Below is a checklist for these assumptions.
| Continuous variables | Your two variables should be continuous (i.e. interval/ratio). For example: Income, height, weight, number of years of schooling, and so on. Although they are not really continuous, it is still very common to use ratings as continuous variables, such as: “How satisfied with your income are you?” (on a scale 1-10) or “To what extent do you agree with the previous statement?” (on a scale 1-5). |
| Two measurement points | Your two variables should reflect one single phenomenon, but this phenomenon is measured at two different time points for each individual. |
| Normally distributed variables | Both variables need to be approximately normally distributed. Use a histogram to check (see Histogram). |
| No outliers in the comparison between the two measurement points | For example, if one individual has an extremely low value at the first measurement point and an extremely high value at the second measurement point (or vice versa), this will distort the test. Use a scatterplot to check (see Scatterplot). |
Function
| Basic command |
|
| Explanations | |
| Insert the name of the variable for the first measurement point. |
testvar2 | Insert the name of the variable for the second measurement point. |
More informationhelp ttest |
Practical example
| Dataset |
| StataData1.dta |
| Variable name | unemp_42 |
| Variable label | Days in unemployment (Age 42, Year 2012) |
| Value labels | N/A |
| Variable name | unemp_43 |
| Variable label | Days in unemployment (Age 43, Year 2013) |
| Value labels | N/A |
| Note Since the variables are extremely skewed (due to a lot of zeros), we are restricting the analysis to those who did not have the value 0 at age 42. Hence, the part stating “ if unemp_42!=0” in the command below. |
ttest unemp_42==unemp_43 if unemp_42!=0 |

To start with, the mean is much higher at age 42 (147.998) compared to age 43 (38.625), which is a difference of 109.372.

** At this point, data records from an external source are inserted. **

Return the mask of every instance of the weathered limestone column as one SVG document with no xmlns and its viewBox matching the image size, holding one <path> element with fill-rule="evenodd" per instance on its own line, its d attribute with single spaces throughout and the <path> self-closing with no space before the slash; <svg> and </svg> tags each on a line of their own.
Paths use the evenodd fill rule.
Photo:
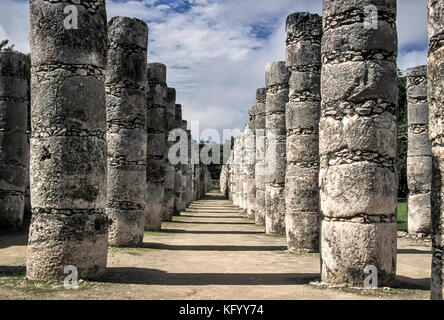
<svg viewBox="0 0 444 320">
<path fill-rule="evenodd" d="M 267 89 L 256 90 L 256 111 L 254 131 L 256 137 L 256 163 L 255 163 L 255 220 L 259 224 L 265 223 L 265 102 Z"/>
<path fill-rule="evenodd" d="M 229 162 L 222 166 L 222 170 L 220 172 L 220 192 L 227 197 L 229 193 Z"/>
<path fill-rule="evenodd" d="M 182 120 L 182 130 L 184 132 L 187 131 L 188 122 L 186 120 Z M 188 135 L 187 135 L 187 145 L 188 145 Z M 189 151 L 189 148 L 188 148 Z M 187 151 L 187 154 L 188 154 Z M 180 170 L 182 172 L 182 191 L 181 191 L 181 198 L 180 198 L 180 211 L 184 211 L 187 208 L 187 202 L 188 202 L 188 195 L 187 195 L 187 180 L 188 180 L 188 174 L 189 174 L 189 164 L 188 163 L 181 163 L 180 164 Z"/>
<path fill-rule="evenodd" d="M 285 225 L 288 249 L 319 252 L 319 113 L 322 18 L 288 16 L 286 63 L 291 74 L 286 106 Z"/>
<path fill-rule="evenodd" d="M 323 32 L 322 281 L 363 286 L 371 265 L 387 285 L 396 273 L 396 0 L 324 0 Z"/>
<path fill-rule="evenodd" d="M 0 229 L 22 226 L 28 169 L 25 56 L 0 52 Z"/>
<path fill-rule="evenodd" d="M 159 231 L 165 205 L 166 66 L 149 63 L 147 72 L 147 157 L 145 230 Z"/>
<path fill-rule="evenodd" d="M 195 150 L 197 152 L 199 152 L 199 146 L 197 145 L 196 140 L 191 140 L 191 148 L 193 150 L 193 152 L 195 152 Z M 196 162 L 196 160 L 194 160 Z M 199 200 L 198 199 L 198 190 L 199 190 L 199 165 L 192 162 L 192 171 L 193 171 L 193 200 Z"/>
<path fill-rule="evenodd" d="M 265 233 L 267 234 L 285 233 L 285 167 L 287 162 L 285 105 L 288 102 L 290 75 L 284 61 L 271 62 L 266 66 Z"/>
<path fill-rule="evenodd" d="M 168 135 L 175 128 L 176 122 L 176 89 L 168 88 L 166 98 L 165 121 L 166 121 L 166 148 L 165 148 L 165 206 L 162 213 L 163 221 L 172 221 L 174 215 L 174 166 L 168 159 L 168 152 L 173 142 L 168 140 Z"/>
<path fill-rule="evenodd" d="M 241 134 L 241 167 L 240 167 L 240 175 L 239 175 L 239 183 L 241 186 L 241 204 L 240 207 L 242 209 L 243 214 L 247 214 L 247 190 L 248 190 L 248 181 L 247 181 L 247 153 L 246 153 L 246 130 L 248 126 L 245 127 L 244 131 Z"/>
<path fill-rule="evenodd" d="M 188 137 L 188 163 L 186 165 L 186 207 L 189 207 L 193 202 L 193 169 L 191 164 L 191 144 L 192 144 L 192 136 L 191 130 L 187 130 Z"/>
<path fill-rule="evenodd" d="M 69 265 L 94 278 L 107 260 L 105 1 L 75 5 L 77 30 L 66 5 L 30 2 L 31 280 L 62 280 Z"/>
<path fill-rule="evenodd" d="M 247 215 L 250 218 L 255 218 L 256 210 L 256 106 L 249 110 L 250 123 L 247 125 L 245 131 L 245 161 L 246 161 L 246 181 L 247 181 Z"/>
<path fill-rule="evenodd" d="M 244 132 L 240 134 L 237 140 L 237 174 L 236 174 L 236 190 L 237 190 L 237 206 L 243 209 L 244 205 L 244 179 L 243 179 L 243 161 L 244 161 L 244 145 L 243 145 Z M 204 179 L 204 178 L 202 178 Z"/>
<path fill-rule="evenodd" d="M 431 299 L 444 296 L 444 3 L 429 0 L 429 61 L 427 95 L 432 142 L 432 285 Z"/>
<path fill-rule="evenodd" d="M 232 201 L 235 206 L 239 206 L 239 188 L 238 188 L 239 161 L 240 161 L 239 137 L 237 137 L 236 140 L 234 140 L 234 145 L 233 145 L 233 183 L 232 183 L 233 200 Z"/>
<path fill-rule="evenodd" d="M 407 151 L 408 232 L 430 234 L 432 146 L 429 140 L 427 66 L 407 69 L 409 143 Z"/>
<path fill-rule="evenodd" d="M 175 105 L 175 129 L 182 129 L 182 106 Z M 182 164 L 174 166 L 174 215 L 180 215 L 182 211 Z"/>
<path fill-rule="evenodd" d="M 194 167 L 194 175 L 193 175 L 193 186 L 194 186 L 194 190 L 193 190 L 193 197 L 194 197 L 194 201 L 199 200 L 199 190 L 200 190 L 200 165 L 199 164 L 195 164 L 193 165 Z"/>
<path fill-rule="evenodd" d="M 228 160 L 228 183 L 227 183 L 227 191 L 228 191 L 228 200 L 233 202 L 233 161 L 234 161 L 234 153 L 231 150 L 230 158 Z"/>
<path fill-rule="evenodd" d="M 146 74 L 148 27 L 145 22 L 113 17 L 108 23 L 105 80 L 110 218 L 108 243 L 143 243 L 146 199 Z"/>
</svg>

The t-statistic in this example is 31.0816, with 1057 degrees of freedom.
The corresponding p-value is 0.0000 (look below “Ha: mean(diff) != 0”). This is below 0.05, which allows us to reject the null hypothesis (which postulates that there is no mean difference between the two measurement points).
In other words, there is a significant difference between the two measurement points, suggesting that the mean number of days in unemployment is significantly lower at age 43 compared to age 42 in this example.